IN A NUTSHELLHere is what they said contractors need to know:
• Make sure equipment can be available quickly. “Most contractors rent equipment to solve their customers’ short-term or seasonal problems,” said Tagge. “Hot weather and a/c unit failures - the two greatest use generators for portables - usually give little warning before they occur. Often, these needs are generated after business hours or on weekends. When they do, the need for a portable is yesterday.
“Make sure that the vendor you choose provides 24/7 service, is local, and can provide equipment quickly, can deliver the product, and has extensive inventory of all different types of equipment,” he said. “Chances are great that the event that triggered your customer’s need also triggered many others. A vendor that ran out of equipment when you needed it most is of little help.”
“Portable units are available around the clock,” said Michel. “If there is an emergency at midnight, as sometimes happens in data centers and other critical applications, you can call your portable cooling distributor and get immediate help.”
• Consider your clients’ specific needs. “Often, you are renting or purchasing a portable to solve a cooling problem in an equipment room (server, telephone, or computer room),” said Tagge. “Most businesses rely heavily on their communications equipment and can lose huge sums of money when these go down or fail.

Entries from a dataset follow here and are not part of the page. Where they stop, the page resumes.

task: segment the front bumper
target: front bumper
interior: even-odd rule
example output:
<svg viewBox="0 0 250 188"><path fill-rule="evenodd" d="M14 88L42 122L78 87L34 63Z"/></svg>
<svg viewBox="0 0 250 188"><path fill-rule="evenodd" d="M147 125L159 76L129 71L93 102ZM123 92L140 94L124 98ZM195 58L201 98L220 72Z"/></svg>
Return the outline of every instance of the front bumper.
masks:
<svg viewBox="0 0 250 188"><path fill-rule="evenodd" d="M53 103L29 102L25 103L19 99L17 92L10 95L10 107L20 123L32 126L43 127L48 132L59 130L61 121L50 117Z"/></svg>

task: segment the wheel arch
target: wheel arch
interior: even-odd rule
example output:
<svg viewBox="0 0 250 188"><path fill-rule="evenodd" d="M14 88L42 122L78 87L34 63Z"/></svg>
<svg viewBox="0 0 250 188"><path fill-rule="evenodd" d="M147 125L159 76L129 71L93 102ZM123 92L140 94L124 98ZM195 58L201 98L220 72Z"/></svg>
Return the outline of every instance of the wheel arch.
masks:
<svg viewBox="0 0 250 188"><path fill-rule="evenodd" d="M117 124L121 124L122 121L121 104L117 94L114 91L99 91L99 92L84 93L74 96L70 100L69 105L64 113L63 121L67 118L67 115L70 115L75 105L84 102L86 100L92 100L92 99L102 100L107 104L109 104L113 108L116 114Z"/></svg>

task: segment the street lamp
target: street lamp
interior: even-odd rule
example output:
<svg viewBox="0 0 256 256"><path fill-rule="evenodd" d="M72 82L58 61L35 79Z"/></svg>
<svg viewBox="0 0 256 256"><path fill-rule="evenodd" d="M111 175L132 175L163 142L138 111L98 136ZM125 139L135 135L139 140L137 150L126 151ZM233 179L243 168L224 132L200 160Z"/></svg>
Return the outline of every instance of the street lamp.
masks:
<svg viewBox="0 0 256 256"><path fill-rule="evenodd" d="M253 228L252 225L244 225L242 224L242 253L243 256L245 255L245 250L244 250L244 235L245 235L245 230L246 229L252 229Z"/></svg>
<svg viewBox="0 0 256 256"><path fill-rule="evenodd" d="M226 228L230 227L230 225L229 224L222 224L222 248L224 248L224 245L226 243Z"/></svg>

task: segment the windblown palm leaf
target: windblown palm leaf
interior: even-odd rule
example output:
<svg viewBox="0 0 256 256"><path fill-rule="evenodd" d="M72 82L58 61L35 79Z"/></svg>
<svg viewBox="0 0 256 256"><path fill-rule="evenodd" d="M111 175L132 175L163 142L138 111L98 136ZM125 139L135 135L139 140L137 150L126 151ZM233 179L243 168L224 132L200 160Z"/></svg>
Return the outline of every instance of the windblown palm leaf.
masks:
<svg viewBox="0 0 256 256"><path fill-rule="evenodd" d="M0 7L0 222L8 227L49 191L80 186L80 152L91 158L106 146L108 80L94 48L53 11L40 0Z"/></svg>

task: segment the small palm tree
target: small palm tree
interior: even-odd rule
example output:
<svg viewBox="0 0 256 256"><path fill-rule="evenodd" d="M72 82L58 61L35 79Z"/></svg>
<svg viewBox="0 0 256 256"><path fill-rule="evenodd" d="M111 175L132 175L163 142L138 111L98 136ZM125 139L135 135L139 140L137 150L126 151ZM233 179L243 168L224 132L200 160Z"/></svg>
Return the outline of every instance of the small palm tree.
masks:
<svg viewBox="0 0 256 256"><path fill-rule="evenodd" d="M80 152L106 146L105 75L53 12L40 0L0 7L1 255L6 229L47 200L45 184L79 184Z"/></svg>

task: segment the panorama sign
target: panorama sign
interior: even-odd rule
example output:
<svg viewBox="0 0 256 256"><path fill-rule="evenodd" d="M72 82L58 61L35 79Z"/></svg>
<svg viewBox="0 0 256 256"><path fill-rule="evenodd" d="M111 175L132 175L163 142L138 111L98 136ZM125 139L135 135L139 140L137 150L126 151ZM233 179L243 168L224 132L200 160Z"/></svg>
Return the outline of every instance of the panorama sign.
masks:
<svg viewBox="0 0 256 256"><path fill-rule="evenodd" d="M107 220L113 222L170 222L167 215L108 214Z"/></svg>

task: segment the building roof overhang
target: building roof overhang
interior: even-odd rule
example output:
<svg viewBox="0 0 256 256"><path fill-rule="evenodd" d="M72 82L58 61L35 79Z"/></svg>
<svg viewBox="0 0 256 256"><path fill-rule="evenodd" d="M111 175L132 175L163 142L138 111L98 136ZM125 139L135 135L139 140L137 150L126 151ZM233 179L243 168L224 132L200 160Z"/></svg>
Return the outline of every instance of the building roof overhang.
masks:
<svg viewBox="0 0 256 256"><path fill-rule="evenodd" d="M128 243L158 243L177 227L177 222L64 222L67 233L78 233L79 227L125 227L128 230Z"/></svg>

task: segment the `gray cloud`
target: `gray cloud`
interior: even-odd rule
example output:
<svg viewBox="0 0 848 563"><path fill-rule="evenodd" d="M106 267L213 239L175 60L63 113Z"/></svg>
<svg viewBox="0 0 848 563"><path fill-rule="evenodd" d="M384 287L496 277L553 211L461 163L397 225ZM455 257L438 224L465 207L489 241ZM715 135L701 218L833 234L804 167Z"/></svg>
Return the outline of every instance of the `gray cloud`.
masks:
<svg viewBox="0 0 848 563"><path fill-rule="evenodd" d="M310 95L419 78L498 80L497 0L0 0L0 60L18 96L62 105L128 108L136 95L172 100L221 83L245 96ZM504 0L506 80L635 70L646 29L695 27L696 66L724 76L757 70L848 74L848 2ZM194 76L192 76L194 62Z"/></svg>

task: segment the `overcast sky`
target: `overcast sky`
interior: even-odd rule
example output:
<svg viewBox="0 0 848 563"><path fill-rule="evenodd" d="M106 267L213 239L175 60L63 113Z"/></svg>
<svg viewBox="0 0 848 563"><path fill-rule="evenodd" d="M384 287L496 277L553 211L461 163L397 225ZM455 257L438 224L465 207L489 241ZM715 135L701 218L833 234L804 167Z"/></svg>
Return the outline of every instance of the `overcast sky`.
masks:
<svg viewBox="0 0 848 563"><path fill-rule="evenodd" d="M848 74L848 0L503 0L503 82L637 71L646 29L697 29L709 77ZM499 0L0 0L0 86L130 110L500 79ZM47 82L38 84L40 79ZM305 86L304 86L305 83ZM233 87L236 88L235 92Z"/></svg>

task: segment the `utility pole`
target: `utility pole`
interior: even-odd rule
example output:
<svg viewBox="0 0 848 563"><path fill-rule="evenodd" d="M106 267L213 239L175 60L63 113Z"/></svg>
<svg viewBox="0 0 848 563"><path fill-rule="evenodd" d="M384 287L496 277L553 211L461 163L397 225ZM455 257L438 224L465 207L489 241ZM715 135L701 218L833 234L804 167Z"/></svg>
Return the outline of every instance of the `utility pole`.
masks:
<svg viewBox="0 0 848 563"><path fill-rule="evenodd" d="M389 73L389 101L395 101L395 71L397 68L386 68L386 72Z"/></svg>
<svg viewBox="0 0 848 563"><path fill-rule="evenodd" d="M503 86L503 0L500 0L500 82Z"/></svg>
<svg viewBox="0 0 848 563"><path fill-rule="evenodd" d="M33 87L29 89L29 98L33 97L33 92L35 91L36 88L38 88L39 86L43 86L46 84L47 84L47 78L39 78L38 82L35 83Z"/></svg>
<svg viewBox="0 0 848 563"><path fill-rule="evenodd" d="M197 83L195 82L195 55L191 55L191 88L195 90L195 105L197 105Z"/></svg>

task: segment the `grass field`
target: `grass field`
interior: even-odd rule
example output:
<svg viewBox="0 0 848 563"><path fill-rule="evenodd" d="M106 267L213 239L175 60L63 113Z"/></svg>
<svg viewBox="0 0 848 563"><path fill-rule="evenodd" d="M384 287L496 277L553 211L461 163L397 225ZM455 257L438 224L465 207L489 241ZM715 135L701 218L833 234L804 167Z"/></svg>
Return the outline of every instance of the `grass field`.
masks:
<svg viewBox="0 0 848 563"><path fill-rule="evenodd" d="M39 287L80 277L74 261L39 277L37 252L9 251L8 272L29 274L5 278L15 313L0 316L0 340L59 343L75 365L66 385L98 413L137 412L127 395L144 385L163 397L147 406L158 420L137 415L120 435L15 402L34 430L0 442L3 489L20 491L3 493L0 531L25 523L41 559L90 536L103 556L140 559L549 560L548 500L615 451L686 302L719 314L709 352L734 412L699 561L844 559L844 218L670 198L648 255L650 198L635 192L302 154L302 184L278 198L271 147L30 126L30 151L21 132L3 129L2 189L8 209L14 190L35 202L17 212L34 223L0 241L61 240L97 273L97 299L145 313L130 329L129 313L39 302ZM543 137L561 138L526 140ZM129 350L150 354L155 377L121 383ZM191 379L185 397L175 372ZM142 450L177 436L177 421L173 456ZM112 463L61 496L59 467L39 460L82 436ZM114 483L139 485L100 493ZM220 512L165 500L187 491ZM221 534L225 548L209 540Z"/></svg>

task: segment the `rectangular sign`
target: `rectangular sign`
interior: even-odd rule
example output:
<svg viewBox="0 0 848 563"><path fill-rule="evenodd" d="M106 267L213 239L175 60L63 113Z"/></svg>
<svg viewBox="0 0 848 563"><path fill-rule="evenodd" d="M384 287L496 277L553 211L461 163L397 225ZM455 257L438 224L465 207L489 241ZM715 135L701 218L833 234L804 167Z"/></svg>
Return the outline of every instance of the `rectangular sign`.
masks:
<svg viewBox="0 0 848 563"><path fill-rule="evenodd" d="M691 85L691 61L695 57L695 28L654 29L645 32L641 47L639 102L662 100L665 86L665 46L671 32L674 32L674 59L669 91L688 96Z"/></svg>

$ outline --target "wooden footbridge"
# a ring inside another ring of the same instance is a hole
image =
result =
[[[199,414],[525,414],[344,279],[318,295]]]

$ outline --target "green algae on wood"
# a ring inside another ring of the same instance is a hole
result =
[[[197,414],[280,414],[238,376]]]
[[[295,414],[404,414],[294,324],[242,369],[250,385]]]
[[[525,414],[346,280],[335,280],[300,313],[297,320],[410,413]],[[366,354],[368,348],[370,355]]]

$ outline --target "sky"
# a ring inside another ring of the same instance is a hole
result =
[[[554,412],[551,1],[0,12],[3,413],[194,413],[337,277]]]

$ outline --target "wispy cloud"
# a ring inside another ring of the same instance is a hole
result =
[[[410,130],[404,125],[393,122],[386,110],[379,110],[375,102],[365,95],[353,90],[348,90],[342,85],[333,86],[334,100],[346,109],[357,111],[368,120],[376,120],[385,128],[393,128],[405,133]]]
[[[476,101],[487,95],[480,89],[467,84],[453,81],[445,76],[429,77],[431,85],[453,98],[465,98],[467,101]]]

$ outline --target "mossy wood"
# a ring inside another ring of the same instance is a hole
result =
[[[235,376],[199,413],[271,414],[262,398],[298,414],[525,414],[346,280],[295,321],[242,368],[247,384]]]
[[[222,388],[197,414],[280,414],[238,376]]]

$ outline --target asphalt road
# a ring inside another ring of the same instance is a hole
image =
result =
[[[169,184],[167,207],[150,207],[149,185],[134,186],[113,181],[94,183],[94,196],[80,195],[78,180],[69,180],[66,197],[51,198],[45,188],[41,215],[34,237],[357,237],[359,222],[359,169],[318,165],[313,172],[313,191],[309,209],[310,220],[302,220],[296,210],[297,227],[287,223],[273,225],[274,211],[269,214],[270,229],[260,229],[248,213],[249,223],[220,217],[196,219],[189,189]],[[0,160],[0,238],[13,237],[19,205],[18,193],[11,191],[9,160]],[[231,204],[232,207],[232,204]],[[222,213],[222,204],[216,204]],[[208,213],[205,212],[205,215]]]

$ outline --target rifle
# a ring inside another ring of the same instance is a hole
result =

“Make sure that the portable provider you use provides the premium brands and newer, up-to-date inventory to ensure the greatest degree of reliability. In addition, you want to deal with a provider that has financial strength and insurability in the event a product or application issue should arise. This is no time to be dealing with a minor or part-time player.”
• Think long term. “Though ideal for emergencies, portables are not just Band-Aids for short-term use,” said Michel. “They can also be an effective and economical source of permanent cooling. Examples include supplemental cooling of data centers, or primary cooling of offices and lobbies attached to non-air conditioned manufacturing or warehouse space.”